Up to now, we have filtered eagerly; when we called .apply, the results were computed immediately and stored in memory. GCM-Filters is also designed to work seamlessly with Dask array inputs. With dask, we can filter lazily, deferring the filter computations and possibly executing them in parallel. We can do this with our synthetic data by converting them to dask.
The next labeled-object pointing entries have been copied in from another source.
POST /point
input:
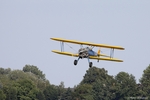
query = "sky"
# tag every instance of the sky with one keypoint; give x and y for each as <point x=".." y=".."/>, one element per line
<point x="26" y="27"/>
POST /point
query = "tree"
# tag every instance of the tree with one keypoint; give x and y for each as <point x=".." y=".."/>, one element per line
<point x="34" y="70"/>
<point x="50" y="93"/>
<point x="126" y="86"/>
<point x="94" y="74"/>
<point x="67" y="94"/>
<point x="26" y="89"/>
<point x="83" y="92"/>
<point x="145" y="83"/>
<point x="2" y="95"/>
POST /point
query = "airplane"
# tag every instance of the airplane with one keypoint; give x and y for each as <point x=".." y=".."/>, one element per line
<point x="87" y="52"/>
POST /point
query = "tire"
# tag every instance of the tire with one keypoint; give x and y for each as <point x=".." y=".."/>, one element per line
<point x="75" y="62"/>
<point x="90" y="64"/>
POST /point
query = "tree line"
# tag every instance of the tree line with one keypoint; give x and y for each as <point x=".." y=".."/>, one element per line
<point x="30" y="84"/>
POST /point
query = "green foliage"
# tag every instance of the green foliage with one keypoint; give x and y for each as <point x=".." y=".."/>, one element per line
<point x="84" y="91"/>
<point x="50" y="93"/>
<point x="2" y="95"/>
<point x="31" y="84"/>
<point x="94" y="74"/>
<point x="34" y="70"/>
<point x="126" y="85"/>
<point x="145" y="83"/>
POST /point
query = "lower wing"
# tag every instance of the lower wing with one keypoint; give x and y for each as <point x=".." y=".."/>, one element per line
<point x="107" y="58"/>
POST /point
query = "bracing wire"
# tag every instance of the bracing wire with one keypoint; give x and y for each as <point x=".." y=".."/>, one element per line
<point x="70" y="47"/>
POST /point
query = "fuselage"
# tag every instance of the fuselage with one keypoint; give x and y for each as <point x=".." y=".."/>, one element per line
<point x="86" y="52"/>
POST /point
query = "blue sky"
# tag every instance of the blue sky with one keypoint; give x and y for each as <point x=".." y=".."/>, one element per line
<point x="26" y="27"/>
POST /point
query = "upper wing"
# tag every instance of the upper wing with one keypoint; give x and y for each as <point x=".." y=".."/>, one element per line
<point x="107" y="59"/>
<point x="65" y="53"/>
<point x="88" y="43"/>
<point x="91" y="57"/>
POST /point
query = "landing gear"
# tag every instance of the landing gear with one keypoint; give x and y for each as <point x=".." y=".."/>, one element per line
<point x="90" y="64"/>
<point x="75" y="62"/>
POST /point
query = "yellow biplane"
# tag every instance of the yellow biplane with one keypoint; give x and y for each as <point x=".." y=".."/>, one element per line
<point x="87" y="52"/>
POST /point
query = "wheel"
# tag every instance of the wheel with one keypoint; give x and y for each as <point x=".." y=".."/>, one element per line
<point x="75" y="62"/>
<point x="90" y="64"/>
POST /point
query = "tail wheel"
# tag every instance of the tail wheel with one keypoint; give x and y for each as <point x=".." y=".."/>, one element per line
<point x="90" y="64"/>
<point x="75" y="62"/>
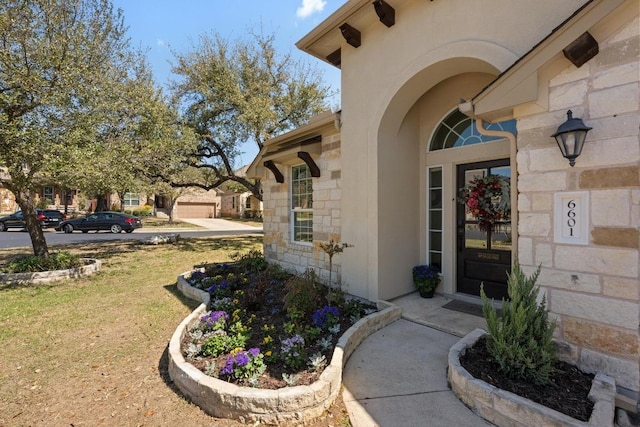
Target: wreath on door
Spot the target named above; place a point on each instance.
(488, 199)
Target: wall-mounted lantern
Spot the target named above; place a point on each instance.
(570, 137)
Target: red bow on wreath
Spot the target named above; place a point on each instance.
(489, 200)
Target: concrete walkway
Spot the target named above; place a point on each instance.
(397, 376)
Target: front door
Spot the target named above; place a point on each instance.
(484, 246)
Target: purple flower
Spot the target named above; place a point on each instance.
(290, 343)
(242, 359)
(211, 319)
(228, 367)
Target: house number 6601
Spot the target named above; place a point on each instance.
(571, 216)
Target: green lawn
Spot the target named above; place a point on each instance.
(91, 351)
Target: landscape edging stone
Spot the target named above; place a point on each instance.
(91, 266)
(504, 408)
(300, 403)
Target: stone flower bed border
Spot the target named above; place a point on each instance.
(300, 403)
(504, 408)
(91, 266)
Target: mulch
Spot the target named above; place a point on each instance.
(567, 392)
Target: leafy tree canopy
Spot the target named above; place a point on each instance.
(236, 92)
(77, 106)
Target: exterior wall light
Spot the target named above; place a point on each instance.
(570, 137)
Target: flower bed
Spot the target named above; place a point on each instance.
(91, 266)
(277, 357)
(504, 408)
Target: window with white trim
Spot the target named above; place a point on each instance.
(131, 199)
(434, 220)
(301, 204)
(47, 194)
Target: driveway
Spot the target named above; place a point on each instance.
(217, 224)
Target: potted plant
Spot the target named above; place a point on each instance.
(426, 278)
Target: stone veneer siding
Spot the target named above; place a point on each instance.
(278, 246)
(592, 291)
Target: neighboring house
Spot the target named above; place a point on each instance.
(54, 196)
(198, 203)
(436, 93)
(238, 203)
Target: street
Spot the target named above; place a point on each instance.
(20, 238)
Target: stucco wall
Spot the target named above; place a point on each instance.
(384, 78)
(592, 290)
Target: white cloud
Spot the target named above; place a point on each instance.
(309, 7)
In [22]: da_dask = da_masked.chunk({'time': 2})

In [23]: da_dask
Out[23]: 
<xarray.DataArray (time: 10, y: 128, x: 256)>
dask.array<xarray-<this-array>, shape=(10, 128, 256), dtype=float64, chunksize=(2, 128, 256), chunktype=numpy.ndarray>
Dimensions without coordinates: time, y, x

We now filter our data lazily.

In [24]: da_filtered_lazy = filter.apply(da_dask, dims=['y', 'x'])

In [25]: da_filtered_lazy
Out[25]: 
<xarray.DataArray (time: 10, y: 128, x: 256)>
dask.array<transpose, shape=(10, 128, 256), dtype=float64, chunksize=(2, 128, 256), chunktype=numpy.ndarray>
Dimensions without coordinates: time, y, x

Nothing has actually been computed yet. We can trigger computation as follows:

In [26]: %time da_filtered_computed = da_filtered_lazy.compute()
CPU times: user 174 ms, sys: 11.8 ms, total: 186 ms
Wall time: 107 ms

Here we got only a very modest speedup because our example data are too small. For bigger data, the performance benefit will be more evident.